Paul Krugman debates the limit of policy options that should be used to make China reduce its carbon consumption. He argues the necessity for China to change for the sake of the planet, and appears to be suggesting that imposing carbon taxes on imports might be acceptable if political progress cannot be made.
However, China has been making significant progress in developing clean technology according to the New York Times. Indeed, it has become the world leader in advanced coal-fired power generation, says the International Energy Agency. Meanwhile, combatting climate change will require international co-operation and compromise from both sides. Krugman’s moral superiority is not the answer.
The phenomenon of ‘carbon leakage’ makes carbon emission a global problem. No single country can effectively cut back on its consumption, because free trade will allow the production of these goods in another (less regulated, more polluted) nation. This argument is used to support interventionist measures like the carbon tax on imports.
Krugman doesn’t even consider the response from China in his analysis, and for good reason. The likely outcome would be trade warfare, and the Chinese government would probably subsidise industries that were hit by the tariffs.
This would completely eliminate the benefit of the plan, and have disastrous repercussions for international trade. Meanwhile, protectionist interests in the US will support any measures that hurt imports, as will political factions fearful of China.
Any move towards global systems to fight climate change will need to be grounded in co-operation. Otherwise, we face the risk of political factors making acquiescence to demands unpalatable. Countries like China and India will only come on board if they are coaxed, not threatened.

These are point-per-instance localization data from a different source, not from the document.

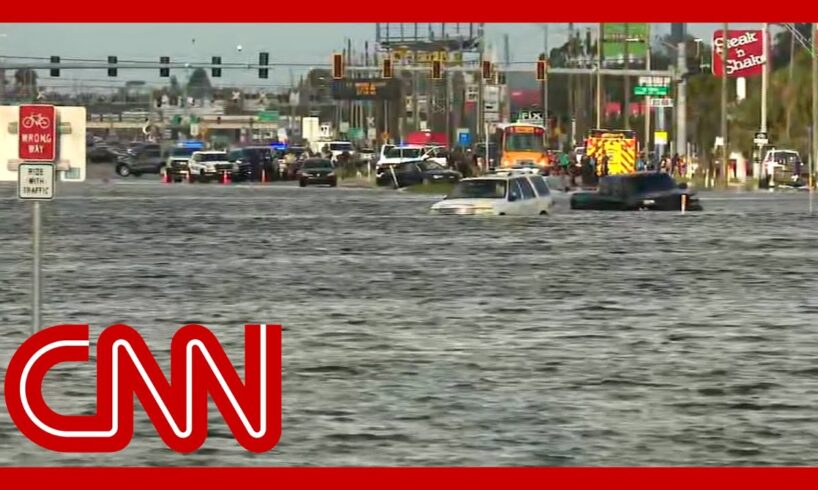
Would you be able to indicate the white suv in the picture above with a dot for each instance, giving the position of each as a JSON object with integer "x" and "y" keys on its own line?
{"x": 207, "y": 165}
{"x": 513, "y": 195}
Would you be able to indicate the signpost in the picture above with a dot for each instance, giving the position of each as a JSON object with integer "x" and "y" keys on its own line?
{"x": 661, "y": 102}
{"x": 36, "y": 183}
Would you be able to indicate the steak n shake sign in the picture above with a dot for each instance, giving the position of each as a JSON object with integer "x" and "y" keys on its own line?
{"x": 745, "y": 55}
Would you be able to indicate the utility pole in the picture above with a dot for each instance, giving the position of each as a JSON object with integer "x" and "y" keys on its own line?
{"x": 814, "y": 109}
{"x": 724, "y": 153}
{"x": 647, "y": 110}
{"x": 545, "y": 82}
{"x": 765, "y": 76}
{"x": 599, "y": 77}
{"x": 681, "y": 100}
{"x": 626, "y": 110}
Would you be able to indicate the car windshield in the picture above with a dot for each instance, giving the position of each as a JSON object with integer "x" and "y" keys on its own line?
{"x": 404, "y": 153}
{"x": 318, "y": 164}
{"x": 479, "y": 189}
{"x": 654, "y": 182}
{"x": 181, "y": 152}
{"x": 213, "y": 157}
{"x": 427, "y": 166}
{"x": 524, "y": 142}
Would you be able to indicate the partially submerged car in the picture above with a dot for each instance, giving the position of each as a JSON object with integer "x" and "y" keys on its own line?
{"x": 654, "y": 191}
{"x": 498, "y": 195}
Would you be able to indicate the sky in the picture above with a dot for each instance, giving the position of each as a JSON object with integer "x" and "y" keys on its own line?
{"x": 286, "y": 43}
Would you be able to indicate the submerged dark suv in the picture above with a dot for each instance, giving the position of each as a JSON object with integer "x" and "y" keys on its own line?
{"x": 643, "y": 190}
{"x": 252, "y": 160}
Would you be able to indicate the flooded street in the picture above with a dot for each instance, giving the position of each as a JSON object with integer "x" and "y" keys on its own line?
{"x": 582, "y": 338}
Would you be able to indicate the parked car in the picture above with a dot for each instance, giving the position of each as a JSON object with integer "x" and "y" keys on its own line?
{"x": 498, "y": 195}
{"x": 178, "y": 161}
{"x": 317, "y": 172}
{"x": 140, "y": 159}
{"x": 251, "y": 160}
{"x": 210, "y": 165}
{"x": 415, "y": 172}
{"x": 655, "y": 191}
{"x": 102, "y": 154}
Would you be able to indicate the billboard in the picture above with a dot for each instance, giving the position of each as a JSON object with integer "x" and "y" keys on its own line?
{"x": 366, "y": 89}
{"x": 745, "y": 53}
{"x": 617, "y": 38}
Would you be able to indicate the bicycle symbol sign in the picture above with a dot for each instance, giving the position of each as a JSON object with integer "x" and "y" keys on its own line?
{"x": 37, "y": 131}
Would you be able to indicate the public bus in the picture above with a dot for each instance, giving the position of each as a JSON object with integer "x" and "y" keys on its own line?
{"x": 522, "y": 144}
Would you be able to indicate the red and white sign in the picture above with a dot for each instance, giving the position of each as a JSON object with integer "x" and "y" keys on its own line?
{"x": 745, "y": 53}
{"x": 37, "y": 129}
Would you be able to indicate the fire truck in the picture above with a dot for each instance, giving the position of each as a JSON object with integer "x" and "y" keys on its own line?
{"x": 619, "y": 145}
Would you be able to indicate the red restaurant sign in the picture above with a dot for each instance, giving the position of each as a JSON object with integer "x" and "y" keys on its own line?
{"x": 745, "y": 55}
{"x": 37, "y": 129}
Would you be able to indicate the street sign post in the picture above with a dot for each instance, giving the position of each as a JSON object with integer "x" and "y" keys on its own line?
{"x": 35, "y": 182}
{"x": 661, "y": 102}
{"x": 651, "y": 91}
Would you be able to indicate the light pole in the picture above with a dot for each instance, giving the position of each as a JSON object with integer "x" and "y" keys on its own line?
{"x": 724, "y": 153}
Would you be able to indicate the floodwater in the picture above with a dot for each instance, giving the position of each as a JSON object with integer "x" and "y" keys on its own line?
{"x": 575, "y": 339}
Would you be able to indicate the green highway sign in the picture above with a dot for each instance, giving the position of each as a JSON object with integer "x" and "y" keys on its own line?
{"x": 268, "y": 116}
{"x": 649, "y": 91}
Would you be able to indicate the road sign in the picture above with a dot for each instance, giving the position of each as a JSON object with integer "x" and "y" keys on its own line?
{"x": 35, "y": 181}
{"x": 660, "y": 138}
{"x": 269, "y": 116}
{"x": 651, "y": 91}
{"x": 463, "y": 137}
{"x": 661, "y": 102}
{"x": 745, "y": 56}
{"x": 655, "y": 81}
{"x": 37, "y": 133}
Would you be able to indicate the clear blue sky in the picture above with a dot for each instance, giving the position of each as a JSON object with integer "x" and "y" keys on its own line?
{"x": 300, "y": 43}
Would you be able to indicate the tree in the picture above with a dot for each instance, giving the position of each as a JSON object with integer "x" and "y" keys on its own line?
{"x": 198, "y": 86}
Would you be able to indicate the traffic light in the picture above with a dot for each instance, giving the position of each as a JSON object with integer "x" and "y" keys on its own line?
{"x": 264, "y": 60}
{"x": 216, "y": 72}
{"x": 542, "y": 70}
{"x": 337, "y": 66}
{"x": 55, "y": 72}
{"x": 487, "y": 70}
{"x": 387, "y": 68}
{"x": 437, "y": 70}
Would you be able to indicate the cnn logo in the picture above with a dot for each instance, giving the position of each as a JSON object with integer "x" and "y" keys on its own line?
{"x": 125, "y": 367}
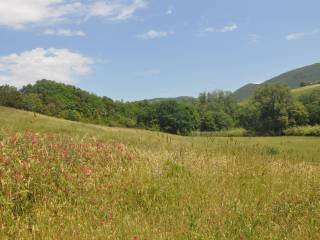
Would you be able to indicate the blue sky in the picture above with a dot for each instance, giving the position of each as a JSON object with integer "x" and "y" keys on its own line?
{"x": 137, "y": 49}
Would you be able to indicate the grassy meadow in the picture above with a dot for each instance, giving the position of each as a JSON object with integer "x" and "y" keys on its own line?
{"x": 67, "y": 180}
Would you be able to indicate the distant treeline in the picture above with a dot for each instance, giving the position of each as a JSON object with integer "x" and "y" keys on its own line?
{"x": 270, "y": 111}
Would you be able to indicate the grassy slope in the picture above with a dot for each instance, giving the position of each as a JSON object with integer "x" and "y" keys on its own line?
{"x": 65, "y": 180}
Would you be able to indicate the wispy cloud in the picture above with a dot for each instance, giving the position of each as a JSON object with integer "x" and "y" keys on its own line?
{"x": 149, "y": 72}
{"x": 152, "y": 34}
{"x": 224, "y": 29}
{"x": 301, "y": 35}
{"x": 254, "y": 38}
{"x": 22, "y": 13}
{"x": 169, "y": 11}
{"x": 64, "y": 32}
{"x": 116, "y": 10}
{"x": 24, "y": 68}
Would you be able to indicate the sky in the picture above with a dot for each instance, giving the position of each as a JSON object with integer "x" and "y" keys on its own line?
{"x": 140, "y": 49}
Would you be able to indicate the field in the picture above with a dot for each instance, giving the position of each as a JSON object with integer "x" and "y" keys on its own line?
{"x": 66, "y": 180}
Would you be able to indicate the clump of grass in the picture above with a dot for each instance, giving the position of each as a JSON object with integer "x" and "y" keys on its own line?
{"x": 235, "y": 132}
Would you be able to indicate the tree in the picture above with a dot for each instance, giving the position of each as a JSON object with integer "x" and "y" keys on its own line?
{"x": 215, "y": 121}
{"x": 10, "y": 97}
{"x": 177, "y": 118}
{"x": 311, "y": 101}
{"x": 268, "y": 111}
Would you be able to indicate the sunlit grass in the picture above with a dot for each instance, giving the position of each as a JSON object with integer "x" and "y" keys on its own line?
{"x": 64, "y": 180}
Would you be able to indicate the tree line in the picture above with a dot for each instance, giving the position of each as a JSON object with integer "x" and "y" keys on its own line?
{"x": 270, "y": 111}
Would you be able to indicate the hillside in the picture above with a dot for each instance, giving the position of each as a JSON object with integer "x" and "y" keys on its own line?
{"x": 292, "y": 78}
{"x": 67, "y": 180}
{"x": 303, "y": 90}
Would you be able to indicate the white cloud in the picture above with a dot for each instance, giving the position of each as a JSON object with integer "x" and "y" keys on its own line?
{"x": 301, "y": 35}
{"x": 169, "y": 11}
{"x": 254, "y": 38}
{"x": 224, "y": 29}
{"x": 152, "y": 34}
{"x": 27, "y": 67}
{"x": 64, "y": 32}
{"x": 20, "y": 13}
{"x": 116, "y": 10}
{"x": 150, "y": 72}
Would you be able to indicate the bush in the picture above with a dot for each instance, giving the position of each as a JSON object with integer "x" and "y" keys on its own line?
{"x": 303, "y": 131}
{"x": 234, "y": 132}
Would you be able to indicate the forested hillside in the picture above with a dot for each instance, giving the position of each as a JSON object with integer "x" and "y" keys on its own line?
{"x": 294, "y": 79}
{"x": 270, "y": 111}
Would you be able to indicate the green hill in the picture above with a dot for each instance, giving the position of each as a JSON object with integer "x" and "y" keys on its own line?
{"x": 292, "y": 78}
{"x": 303, "y": 90}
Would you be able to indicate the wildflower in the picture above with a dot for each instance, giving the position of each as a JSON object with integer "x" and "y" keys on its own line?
{"x": 87, "y": 171}
{"x": 103, "y": 222}
{"x": 242, "y": 237}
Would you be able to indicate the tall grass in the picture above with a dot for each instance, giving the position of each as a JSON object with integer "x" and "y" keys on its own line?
{"x": 65, "y": 180}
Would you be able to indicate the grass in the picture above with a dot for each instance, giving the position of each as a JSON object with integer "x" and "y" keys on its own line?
{"x": 65, "y": 180}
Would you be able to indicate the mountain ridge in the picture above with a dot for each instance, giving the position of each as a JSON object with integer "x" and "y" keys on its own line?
{"x": 292, "y": 78}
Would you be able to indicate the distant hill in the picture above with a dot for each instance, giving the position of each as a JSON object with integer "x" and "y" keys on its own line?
{"x": 292, "y": 78}
{"x": 184, "y": 99}
{"x": 303, "y": 90}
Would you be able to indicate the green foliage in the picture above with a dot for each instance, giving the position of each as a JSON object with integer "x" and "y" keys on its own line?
{"x": 10, "y": 96}
{"x": 272, "y": 110}
{"x": 312, "y": 103}
{"x": 303, "y": 131}
{"x": 215, "y": 121}
{"x": 307, "y": 74}
{"x": 177, "y": 118}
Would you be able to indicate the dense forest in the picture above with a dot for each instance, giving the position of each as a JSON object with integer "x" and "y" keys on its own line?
{"x": 270, "y": 111}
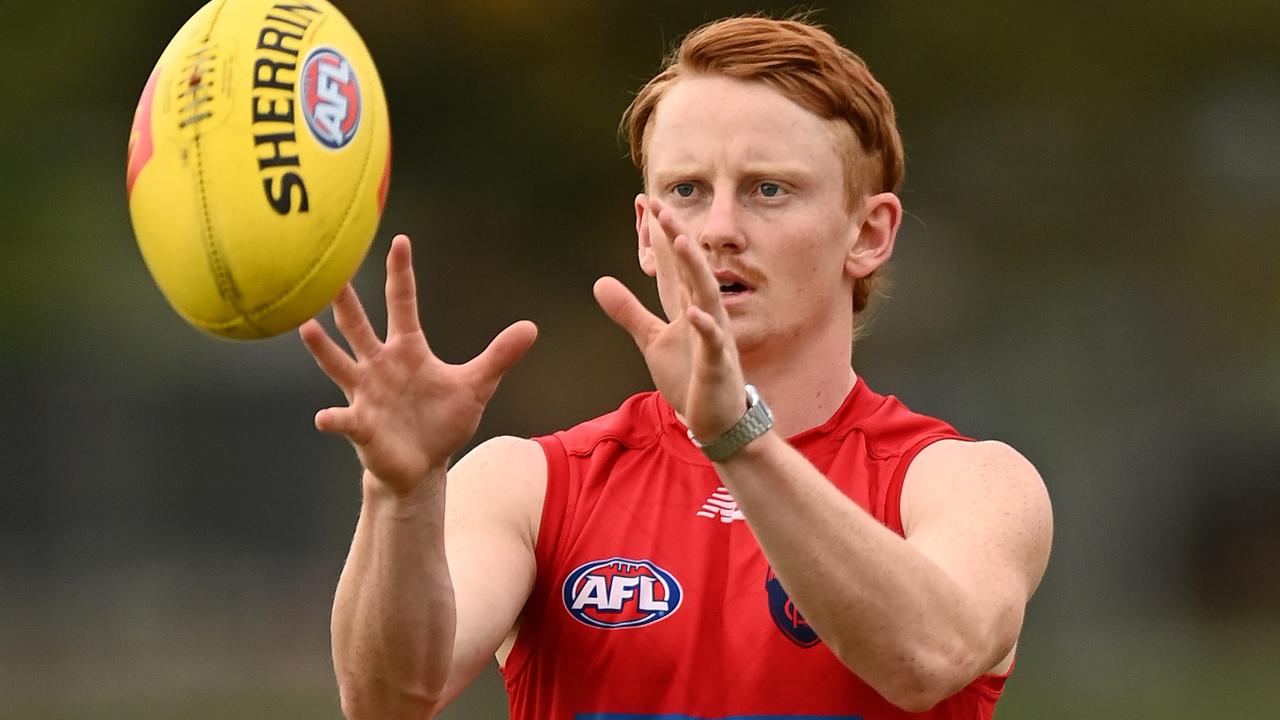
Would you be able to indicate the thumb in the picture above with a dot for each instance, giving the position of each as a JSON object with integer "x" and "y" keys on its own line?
{"x": 621, "y": 305}
{"x": 502, "y": 355}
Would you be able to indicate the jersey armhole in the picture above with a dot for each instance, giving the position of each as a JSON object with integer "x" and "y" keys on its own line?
{"x": 891, "y": 507}
{"x": 549, "y": 528}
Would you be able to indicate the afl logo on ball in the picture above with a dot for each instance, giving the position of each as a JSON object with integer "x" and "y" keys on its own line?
{"x": 330, "y": 98}
{"x": 621, "y": 592}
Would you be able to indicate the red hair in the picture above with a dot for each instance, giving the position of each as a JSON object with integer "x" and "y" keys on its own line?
{"x": 809, "y": 67}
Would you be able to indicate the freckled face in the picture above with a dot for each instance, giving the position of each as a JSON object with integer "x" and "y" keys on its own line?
{"x": 759, "y": 182}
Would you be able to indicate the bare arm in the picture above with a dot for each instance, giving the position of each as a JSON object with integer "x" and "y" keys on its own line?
{"x": 400, "y": 630}
{"x": 915, "y": 618}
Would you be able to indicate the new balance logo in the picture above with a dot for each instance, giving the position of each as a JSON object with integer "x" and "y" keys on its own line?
{"x": 721, "y": 505}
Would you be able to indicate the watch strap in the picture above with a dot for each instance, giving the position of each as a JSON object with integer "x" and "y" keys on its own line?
{"x": 754, "y": 423}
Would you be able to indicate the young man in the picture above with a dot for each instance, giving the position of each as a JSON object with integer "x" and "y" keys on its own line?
{"x": 764, "y": 534}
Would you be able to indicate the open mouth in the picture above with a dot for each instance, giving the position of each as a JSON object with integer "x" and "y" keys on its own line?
{"x": 731, "y": 283}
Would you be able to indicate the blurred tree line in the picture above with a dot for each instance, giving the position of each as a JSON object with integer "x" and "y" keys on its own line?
{"x": 1087, "y": 270}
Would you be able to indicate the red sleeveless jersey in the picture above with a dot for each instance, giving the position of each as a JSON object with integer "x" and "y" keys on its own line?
{"x": 653, "y": 598}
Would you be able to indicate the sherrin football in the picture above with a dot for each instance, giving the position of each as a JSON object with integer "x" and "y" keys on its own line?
{"x": 257, "y": 165}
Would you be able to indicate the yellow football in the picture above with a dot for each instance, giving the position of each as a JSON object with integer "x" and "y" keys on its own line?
{"x": 257, "y": 164}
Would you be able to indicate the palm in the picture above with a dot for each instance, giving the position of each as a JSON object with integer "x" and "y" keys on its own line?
{"x": 407, "y": 410}
{"x": 693, "y": 359}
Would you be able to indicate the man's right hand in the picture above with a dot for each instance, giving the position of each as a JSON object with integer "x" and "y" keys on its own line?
{"x": 407, "y": 411}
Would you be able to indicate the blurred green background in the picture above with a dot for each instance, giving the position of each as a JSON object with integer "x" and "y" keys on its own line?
{"x": 1088, "y": 270}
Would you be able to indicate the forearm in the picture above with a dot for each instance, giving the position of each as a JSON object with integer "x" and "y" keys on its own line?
{"x": 892, "y": 615}
{"x": 393, "y": 616}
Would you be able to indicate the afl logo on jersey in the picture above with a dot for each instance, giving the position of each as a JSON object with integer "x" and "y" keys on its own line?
{"x": 330, "y": 98}
{"x": 621, "y": 592}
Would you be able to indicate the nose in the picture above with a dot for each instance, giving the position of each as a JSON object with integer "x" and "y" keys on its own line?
{"x": 722, "y": 229}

They also can’t be faced with too much of the burden, or international agreement will never be reached. But if the costs seem asymmetric to Westerners, this will make domestic measures to reduce consumption politically difficult – as they will be deemed ‘unfair’. Carbon leakage also takes away employment, which is why unilateral action will diminish political support for action too.
Luckily, the market is finding solutions to the climate problem. Firms in China see the opportunity for profits in the market for efficient and cleaner energy generation, and are making strides. Stay tuned for further advancements in ‘carbon capture and storage’ technology.
China’s government can be convinced to reduce their carbon emissions, but not without leadership from countries like the US. They don’t necessarily need to feel the pinch until everyone else does, but guarantees will have to start somewhere. It doesn’t matter who caused the problem, but it will matter who fails to contribute to the solution.